There are several limitations to our study. As enrollment in the study was based on clinician referral, we do not have data for patients who were offered and declined enrollment. We did not have a clinically similar, nonpregnant, reproductive age cohort as a control group. There was overlap between exposure variables (eg, patients with symptomatic infection also had duration of infection greater than 14 days) and we were underpowered to model the independent effect of these exposures on maternal and cord blood antibody response. Finally, we did not have sufficient longitudinal data to profile the serologic response over time.
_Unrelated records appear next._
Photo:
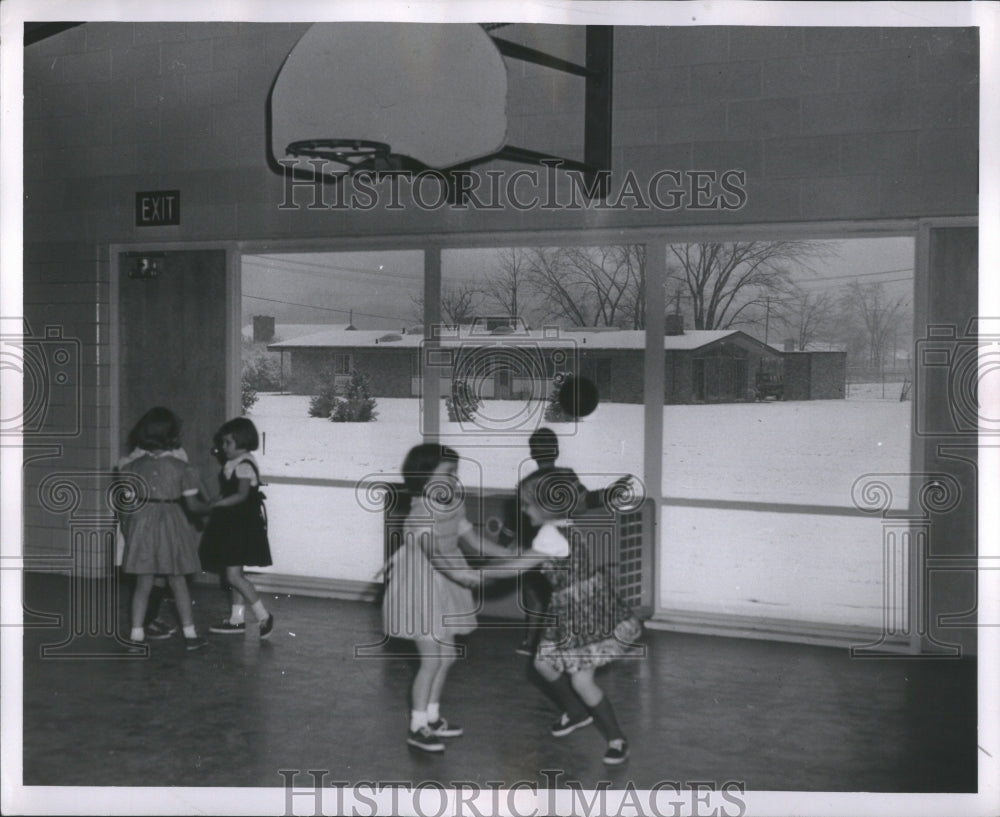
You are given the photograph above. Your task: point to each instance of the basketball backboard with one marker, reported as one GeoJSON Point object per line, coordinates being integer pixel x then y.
{"type": "Point", "coordinates": [408, 96]}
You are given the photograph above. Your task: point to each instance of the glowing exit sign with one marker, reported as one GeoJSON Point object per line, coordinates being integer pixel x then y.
{"type": "Point", "coordinates": [155, 208]}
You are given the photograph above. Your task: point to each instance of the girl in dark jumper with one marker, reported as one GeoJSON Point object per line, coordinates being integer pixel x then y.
{"type": "Point", "coordinates": [236, 534]}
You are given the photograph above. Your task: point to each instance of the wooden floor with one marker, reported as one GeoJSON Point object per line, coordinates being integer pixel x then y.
{"type": "Point", "coordinates": [696, 708]}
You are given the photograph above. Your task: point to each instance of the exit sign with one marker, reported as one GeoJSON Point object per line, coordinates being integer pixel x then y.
{"type": "Point", "coordinates": [155, 208]}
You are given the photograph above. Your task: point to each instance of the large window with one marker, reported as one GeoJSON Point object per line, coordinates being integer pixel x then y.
{"type": "Point", "coordinates": [801, 377]}
{"type": "Point", "coordinates": [316, 325]}
{"type": "Point", "coordinates": [786, 384]}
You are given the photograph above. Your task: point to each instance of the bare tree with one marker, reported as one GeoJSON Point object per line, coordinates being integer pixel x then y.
{"type": "Point", "coordinates": [807, 316]}
{"type": "Point", "coordinates": [506, 286]}
{"type": "Point", "coordinates": [590, 286]}
{"type": "Point", "coordinates": [459, 304]}
{"type": "Point", "coordinates": [877, 316]}
{"type": "Point", "coordinates": [728, 283]}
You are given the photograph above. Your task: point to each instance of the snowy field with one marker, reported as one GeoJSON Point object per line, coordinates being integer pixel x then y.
{"type": "Point", "coordinates": [721, 559]}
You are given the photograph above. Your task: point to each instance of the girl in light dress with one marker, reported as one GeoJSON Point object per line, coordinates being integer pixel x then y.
{"type": "Point", "coordinates": [429, 591]}
{"type": "Point", "coordinates": [160, 539]}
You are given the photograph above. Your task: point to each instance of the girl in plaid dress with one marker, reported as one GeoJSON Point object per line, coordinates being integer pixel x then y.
{"type": "Point", "coordinates": [590, 623]}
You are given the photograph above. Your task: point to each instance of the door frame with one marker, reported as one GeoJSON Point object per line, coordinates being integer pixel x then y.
{"type": "Point", "coordinates": [232, 308]}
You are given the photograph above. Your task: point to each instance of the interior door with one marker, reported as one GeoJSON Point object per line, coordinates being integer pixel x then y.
{"type": "Point", "coordinates": [172, 341]}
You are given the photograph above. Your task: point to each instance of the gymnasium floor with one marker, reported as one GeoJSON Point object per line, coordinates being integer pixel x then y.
{"type": "Point", "coordinates": [697, 708]}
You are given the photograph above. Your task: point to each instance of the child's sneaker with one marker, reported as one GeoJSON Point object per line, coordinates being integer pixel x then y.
{"type": "Point", "coordinates": [157, 630]}
{"type": "Point", "coordinates": [136, 647]}
{"type": "Point", "coordinates": [226, 627]}
{"type": "Point", "coordinates": [617, 752]}
{"type": "Point", "coordinates": [423, 738]}
{"type": "Point", "coordinates": [442, 729]}
{"type": "Point", "coordinates": [566, 724]}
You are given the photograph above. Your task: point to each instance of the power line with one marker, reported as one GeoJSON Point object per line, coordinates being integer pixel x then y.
{"type": "Point", "coordinates": [327, 308]}
{"type": "Point", "coordinates": [266, 261]}
{"type": "Point", "coordinates": [826, 278]}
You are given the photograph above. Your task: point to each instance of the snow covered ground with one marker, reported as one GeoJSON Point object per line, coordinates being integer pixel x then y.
{"type": "Point", "coordinates": [723, 559]}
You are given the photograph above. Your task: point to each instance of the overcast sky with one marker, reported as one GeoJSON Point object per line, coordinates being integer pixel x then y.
{"type": "Point", "coordinates": [377, 289]}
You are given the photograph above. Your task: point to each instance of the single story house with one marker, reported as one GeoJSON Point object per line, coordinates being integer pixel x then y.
{"type": "Point", "coordinates": [702, 366]}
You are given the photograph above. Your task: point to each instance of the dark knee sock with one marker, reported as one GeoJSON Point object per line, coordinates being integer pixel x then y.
{"type": "Point", "coordinates": [153, 608]}
{"type": "Point", "coordinates": [562, 692]}
{"type": "Point", "coordinates": [604, 717]}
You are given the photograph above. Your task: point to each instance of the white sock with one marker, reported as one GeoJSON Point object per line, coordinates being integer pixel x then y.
{"type": "Point", "coordinates": [418, 718]}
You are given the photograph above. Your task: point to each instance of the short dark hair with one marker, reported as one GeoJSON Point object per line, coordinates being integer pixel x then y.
{"type": "Point", "coordinates": [159, 429]}
{"type": "Point", "coordinates": [243, 432]}
{"type": "Point", "coordinates": [420, 463]}
{"type": "Point", "coordinates": [543, 444]}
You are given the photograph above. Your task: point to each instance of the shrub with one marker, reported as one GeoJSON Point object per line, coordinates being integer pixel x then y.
{"type": "Point", "coordinates": [554, 412]}
{"type": "Point", "coordinates": [248, 394]}
{"type": "Point", "coordinates": [462, 403]}
{"type": "Point", "coordinates": [322, 404]}
{"type": "Point", "coordinates": [357, 405]}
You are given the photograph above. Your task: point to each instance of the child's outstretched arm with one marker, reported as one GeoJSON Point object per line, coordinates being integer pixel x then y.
{"type": "Point", "coordinates": [502, 564]}
{"type": "Point", "coordinates": [196, 503]}
{"type": "Point", "coordinates": [242, 492]}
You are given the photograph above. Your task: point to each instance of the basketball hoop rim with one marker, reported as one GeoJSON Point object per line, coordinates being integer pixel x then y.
{"type": "Point", "coordinates": [343, 151]}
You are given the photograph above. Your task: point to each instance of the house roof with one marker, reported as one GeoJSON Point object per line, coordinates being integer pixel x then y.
{"type": "Point", "coordinates": [596, 339]}
{"type": "Point", "coordinates": [290, 331]}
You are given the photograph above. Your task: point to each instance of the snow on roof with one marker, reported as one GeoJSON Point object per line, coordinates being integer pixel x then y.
{"type": "Point", "coordinates": [601, 339]}
{"type": "Point", "coordinates": [289, 331]}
The strengths of the study include a rigorous definition of exposure (all included patients had PCR confirmed infection). We analyzed paired maternal and cord blood samples at the time of delivery, providing uniform interpretation of the relationship between maternal and cord blood antibody concentrations. Finally, our cohort was comprised predominantly of Black patients with significant medical comorbidities, a population that has been disproportionately affected by COVID-19 yet understudied and underrepresented in the literature.8,29
These data demonstrate that pregnant women are capable of consistently mounting a robust anti–receptor-binding domain IgG and neutralizing response to SARS-CoV-2 infection, even if asymptomatic at the time of diagnosis. Moreover, our data suggest that this response was durable, providing some support that vaccination in this population will be effective. However, transplacental antibody transfer was inefficient, at only 81% after infection. Further studies will be needed to determine whether or not vaccination will have similar antibody transfer across the placenta.